To facilitate comparison and examination of health risks that air pollution exposure poses, the graphs in Figure 2 show additional information. First, a trend line indicating pollution concentrations measured at the official UK Automatic Urban and Rural Network (AURN) monitoring station in Oxford’s city centre at St Ebbes street (ID: UKA00518) is depicted. Secondly, the WHO guideline for the 24-h mean NO2 value of 25μg is included (see also Table 2). The differences between PAQME generated air pollution measurements and AURN monitoring station data reflect differences in spatial position, and potentially the larger margin for error associated with PAQME measurement. PAQME generated measurements are best considered indicative of experienced exposure because the performance of low-cost portable sensors can vary under different urban conditions (Lewis and Edwards 2016; Ma et al. 2020). We nonetheless believe that using of such sensors is acceptable when the aim is to convey information on patterns of exposure and induce reflexivity about when and where action to reduce exposure might be considered.

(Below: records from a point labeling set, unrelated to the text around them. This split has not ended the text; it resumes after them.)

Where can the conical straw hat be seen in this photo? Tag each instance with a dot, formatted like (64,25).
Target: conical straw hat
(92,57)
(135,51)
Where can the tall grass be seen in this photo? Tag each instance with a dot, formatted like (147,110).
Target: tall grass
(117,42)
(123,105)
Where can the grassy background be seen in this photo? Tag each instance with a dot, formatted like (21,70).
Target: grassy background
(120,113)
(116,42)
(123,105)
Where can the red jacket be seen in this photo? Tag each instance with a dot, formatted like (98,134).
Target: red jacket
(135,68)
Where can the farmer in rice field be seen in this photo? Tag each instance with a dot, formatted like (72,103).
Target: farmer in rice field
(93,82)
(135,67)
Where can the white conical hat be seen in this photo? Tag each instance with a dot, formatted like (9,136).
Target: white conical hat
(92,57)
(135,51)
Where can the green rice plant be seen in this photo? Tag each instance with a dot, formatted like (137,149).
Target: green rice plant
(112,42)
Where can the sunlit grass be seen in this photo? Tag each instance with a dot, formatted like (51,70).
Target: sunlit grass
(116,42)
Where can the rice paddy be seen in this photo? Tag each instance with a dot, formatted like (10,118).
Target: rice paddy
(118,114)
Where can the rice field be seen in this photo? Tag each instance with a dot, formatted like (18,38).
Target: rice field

In short, the developed online dashboard can disseminate and exchange variations in air pollution exposure safely by tailoring permission levels to different audiences with advanced de-identification techniques. It paves the way for customisable advice about individual-level air pollution exposure reduction by allowing individuals, citizen collectives, NGOs and policymakers to engage with (their own) daily activity-travel patterns in meaningful ways that preserve Geoprivacy. For instance, it can provide targeted insight for to help active transportation users seeking to reduce total exposure during their commuting or when travelling along main roads during peak hours, if dashboard is regularly updated.
ACKNOWLEDGEMENTS
This research is part of the ‘Personal air pollution exposure assessment using smart sensing technologies’ project (reference: 0008971), funded by the University of Oxford’s John Fell Fund.
Map (Figure 1a) and graph (Figure 2a) for study participants were generated by using author’s data to protect Geoprivacy of participants’.